No Show/ Cancellation Policy

Purpose: The Dr’s and Staff at Desert Lake Family Dentistry respects your time and we ask the same courtesy. Missed appointments/no-shows affects our ability to provide timely attention to our patients. When a patient does not show up for
their appointment, another patient loses an opportunity to be seen. If you are unable to make your appointment, we respectfully ask that you notify our office 24 hours in advance. Failure to cancel an appointment with a 24 hour advance
notice from the scheduled appointment time will be considered a no-show and you will be charged.


 If a confirmation call was documented and the patient fails to appear for his/her appointment, a no-show will be documented in the patient’s chart. You will be billed as follows:

  • Exam= $40
  • Treatment appointment= $40 per hour
  • Oral Sedation= $160

After 2 no-shows, you will be put on walk-in basis only.

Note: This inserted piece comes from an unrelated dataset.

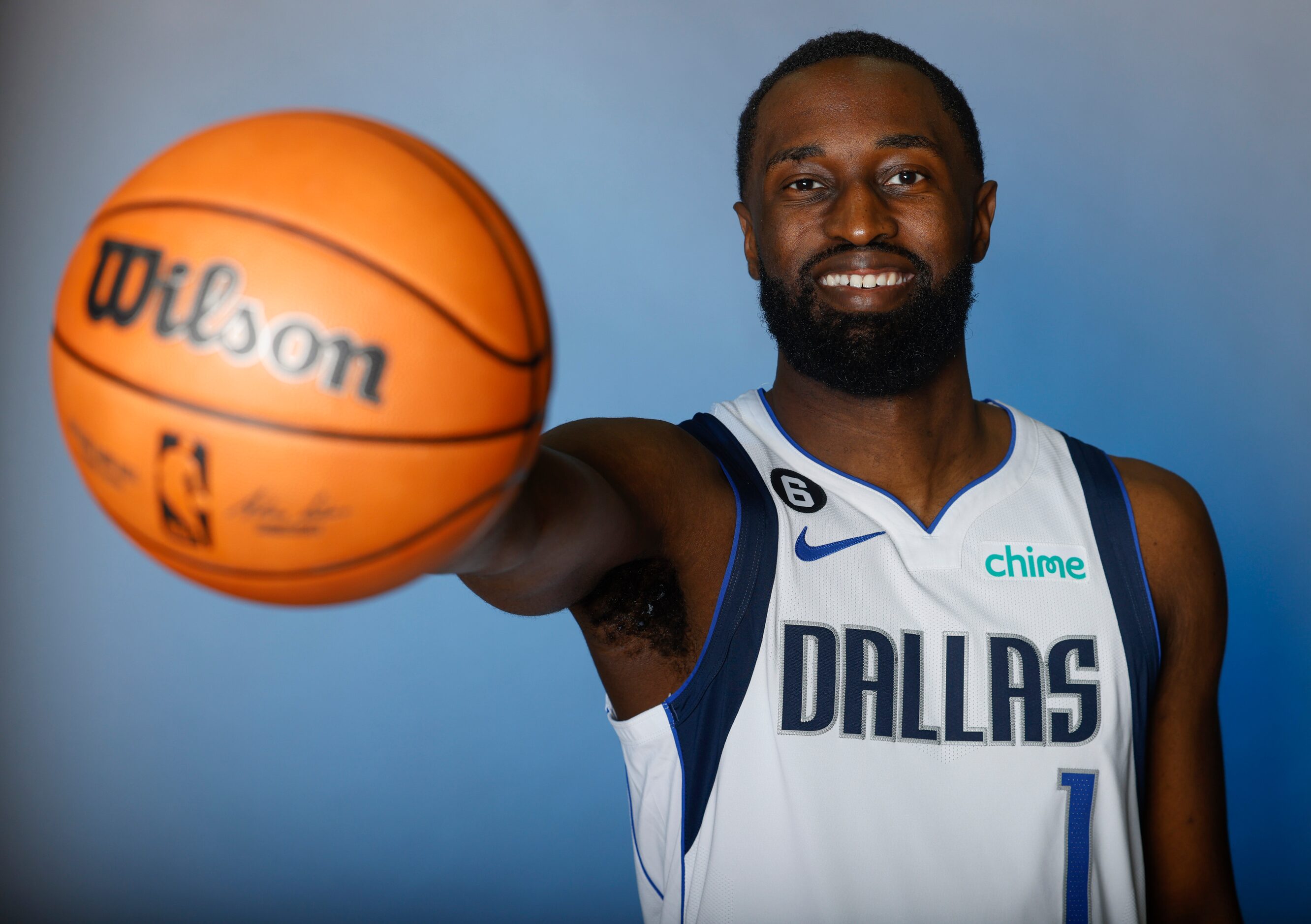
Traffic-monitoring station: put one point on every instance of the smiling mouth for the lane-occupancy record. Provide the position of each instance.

I have read the above and understand Desert Lake Family Dentistry’s policy. I will do everything I can to assure that when I have confirmed an appointment, I will arrive on that specific day and time. I also understand that there may be
extenuating circumstances that arise in which I have to make a last minute cancellation, we at Desert Lake Family Dentistry understand this when situations arise and will try to be accommodating with rescheduling. IT IS ABSOLUTELY NECESSARY THAT YOU CALL OR RETURN TEXT AND CONFIRM ALL APPOINTMENTS OR YOUR APPOINTMENT WILL BE CANCELLED.

AUTHORIZATION

I certify the truth of all information given. I also authorize the release of pertinent information to those parties requiring it for the treatment or for the purpose of payment of the account or credit reference. I authorize payment of insurance
benefits directly to Desert Lake Family Dentistry, Dr. Adel Shayegan DDS. I understand that my dental insurance carrier may pay less than the actual bill or services. I understand I am financially responsible for payment of services not paid, in whole or in part, by my dental care payor.